New computer node receives funding from the State of Brandenburg via the Future Investment Fund
The German Research Centre for Geosciences is receiving a new high-performance computer. The GPU unit will be used, among other things, for the faster and highly accurate calculation of earthquake magnitudes and locations, the quantum mechanical calculation of mineral properties or the modelling of landscapes. GPU stands for Graphics Processing Unit and refers to a type of computer that is particularly well suited for image processing, modelling and machine learning thanks to the parallel processing of data. The computer node is being funded with 600,000 Euros by the state of Brandenburg through the Future Investment Fund. "We are particularly pleased that with the GPU cluster we will be able to meet the challenges that science poses to IT better and faster in the future," says Dorit Kerschke, coordinator of the GFZ Department "Data, Information and IT Services". "In particular, our group of researchers in the field of 'machine learning' and 'artificial intelligence' will benefit from this."

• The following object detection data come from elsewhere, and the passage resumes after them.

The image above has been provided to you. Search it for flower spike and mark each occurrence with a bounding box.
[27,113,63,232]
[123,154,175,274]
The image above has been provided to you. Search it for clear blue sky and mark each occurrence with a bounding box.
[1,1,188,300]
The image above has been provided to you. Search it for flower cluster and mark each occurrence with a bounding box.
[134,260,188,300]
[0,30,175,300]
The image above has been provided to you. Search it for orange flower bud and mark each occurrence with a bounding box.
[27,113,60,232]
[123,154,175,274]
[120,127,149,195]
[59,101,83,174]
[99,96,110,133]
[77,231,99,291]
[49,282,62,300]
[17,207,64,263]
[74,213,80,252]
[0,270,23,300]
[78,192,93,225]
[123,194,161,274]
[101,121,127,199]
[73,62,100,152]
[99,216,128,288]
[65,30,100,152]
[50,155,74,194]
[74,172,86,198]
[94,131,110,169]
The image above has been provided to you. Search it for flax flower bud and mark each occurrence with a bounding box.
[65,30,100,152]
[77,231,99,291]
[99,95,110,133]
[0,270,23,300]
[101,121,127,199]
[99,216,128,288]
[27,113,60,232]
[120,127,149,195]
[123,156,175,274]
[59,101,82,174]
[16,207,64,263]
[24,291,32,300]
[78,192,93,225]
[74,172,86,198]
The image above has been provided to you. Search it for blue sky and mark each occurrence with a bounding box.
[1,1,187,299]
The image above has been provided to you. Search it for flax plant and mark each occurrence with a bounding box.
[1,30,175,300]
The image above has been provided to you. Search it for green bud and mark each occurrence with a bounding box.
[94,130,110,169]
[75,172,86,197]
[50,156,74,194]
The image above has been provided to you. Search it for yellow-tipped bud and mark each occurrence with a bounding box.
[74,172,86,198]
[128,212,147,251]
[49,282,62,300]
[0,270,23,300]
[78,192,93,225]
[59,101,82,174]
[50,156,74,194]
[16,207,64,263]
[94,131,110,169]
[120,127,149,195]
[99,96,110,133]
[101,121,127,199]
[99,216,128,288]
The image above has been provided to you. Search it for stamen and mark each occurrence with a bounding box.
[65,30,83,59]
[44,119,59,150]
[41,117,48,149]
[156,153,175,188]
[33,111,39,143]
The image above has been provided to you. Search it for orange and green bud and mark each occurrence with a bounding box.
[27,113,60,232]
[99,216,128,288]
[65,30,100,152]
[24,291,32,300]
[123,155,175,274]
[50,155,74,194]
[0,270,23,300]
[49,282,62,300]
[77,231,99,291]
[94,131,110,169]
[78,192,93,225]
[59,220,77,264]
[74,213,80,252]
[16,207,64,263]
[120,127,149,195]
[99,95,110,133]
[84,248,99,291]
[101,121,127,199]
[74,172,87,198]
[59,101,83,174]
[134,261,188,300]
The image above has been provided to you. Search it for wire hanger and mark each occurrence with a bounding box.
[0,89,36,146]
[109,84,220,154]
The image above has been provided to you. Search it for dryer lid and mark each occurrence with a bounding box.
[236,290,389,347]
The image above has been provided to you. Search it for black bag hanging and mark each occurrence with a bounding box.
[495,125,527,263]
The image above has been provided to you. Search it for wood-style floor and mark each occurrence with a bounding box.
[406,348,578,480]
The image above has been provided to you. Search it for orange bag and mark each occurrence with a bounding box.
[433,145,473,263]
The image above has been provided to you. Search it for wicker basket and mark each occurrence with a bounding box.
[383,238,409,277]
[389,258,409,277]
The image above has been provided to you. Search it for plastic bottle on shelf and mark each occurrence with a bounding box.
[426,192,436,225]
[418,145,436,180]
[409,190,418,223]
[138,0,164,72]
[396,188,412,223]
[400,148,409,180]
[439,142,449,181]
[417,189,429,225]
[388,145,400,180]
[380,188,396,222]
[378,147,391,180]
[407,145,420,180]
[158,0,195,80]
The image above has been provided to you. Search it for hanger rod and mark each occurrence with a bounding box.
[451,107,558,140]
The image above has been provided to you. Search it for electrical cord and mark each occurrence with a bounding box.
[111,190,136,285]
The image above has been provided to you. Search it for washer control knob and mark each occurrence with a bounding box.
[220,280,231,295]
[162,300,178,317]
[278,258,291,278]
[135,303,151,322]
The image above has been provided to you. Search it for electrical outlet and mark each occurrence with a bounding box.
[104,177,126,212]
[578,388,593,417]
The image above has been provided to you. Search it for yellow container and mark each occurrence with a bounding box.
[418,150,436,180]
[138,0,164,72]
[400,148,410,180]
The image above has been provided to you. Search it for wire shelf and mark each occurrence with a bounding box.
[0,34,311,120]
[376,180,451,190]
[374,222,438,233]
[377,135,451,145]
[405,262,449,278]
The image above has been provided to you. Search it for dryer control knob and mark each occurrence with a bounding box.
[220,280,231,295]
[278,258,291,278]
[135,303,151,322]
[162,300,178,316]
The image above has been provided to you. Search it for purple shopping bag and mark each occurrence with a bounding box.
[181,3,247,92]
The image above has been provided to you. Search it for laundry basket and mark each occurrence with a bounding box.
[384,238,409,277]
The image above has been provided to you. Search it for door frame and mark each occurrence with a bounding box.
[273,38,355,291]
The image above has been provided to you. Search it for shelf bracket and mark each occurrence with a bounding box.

Niels Hovius, Scientific Director (interim) of the GFZ, adds: "In the geosciences, too, we are increasingly working on so-called digital twins, i.e. with models that map a part of the Earth system and its interactions and thus enable predictions or scenarios. The new GPU cluster will take us a big step forward in this. In the future, the computing power will also be made available to neighbouring institutes on Telegrafenberg."
Brandenburg's Minister of Science and Research Dr Manja Schüle: "Heavy rain, floods: the risk of extreme weather events is increasing. Predicting them remains difficult. In the future, artificial intelligence approaches such as deep learning will help to evaluate incoming environmental data even faster and to answer recurring questions automatically. Our Future Investment Fund finances these modern technologies and at the same time enables further climate protection measures. The GeoForschungsZentrum's intelligent computer nodes support the scientists on Telegrafenberg in predicting natural disasters. The digital infrastructure is another step on the way to future-oriented geo and climate research. The knowledge gained provides important scientific contributions for the future of Brandenburg, Germany and Europe. Here, the future is being predicted and made with artificial intelligence and state funding."
At the GFZ, a user and application group for Machine Learning (ML) has existed for several years, bringing together more than sixty scientists* from 17 sections of the GFZ. This group organises regular exchange meetings and development meetings ("hackathons"). All researchers work on questions for which ML is seen as a promising approach. The direct proximity to application for many communities has led to mature prototypes already being developed at the GFZ. This has allowed experience to be gained, concepts to be tested and the use of GPUs to be validated as useful for scientific computing.
The new technological possibilities are to be used to solve future challenges in the field of earth and environment. Possible applications in the environment of the GFZ are, for example, time-critical mass data calculations of geodata, modelling and simulation calculations for analyses and forecasts as well as real-time warning systems for natural hazards such as tsunamis, storm and rain floods or volcanic activity. Other applications include geotechnical monitoring systems for observing landslides, foundations and bridges, as well as disaster management for natural or man-made disasters. Niels Hovius: "Last but not least, the GPU cluster is also an essential computing infrastructure for attracting research funding in large-scale national and international projects."
The GPU system will be installed and operated in the newly created server room in the recently inaugurated "GeoBioLab" on the Telegrafenberg campus. In terms of sustainable IT operation, the resulting thermal power is used in the lab building itself and in another connected building for heating and water heating.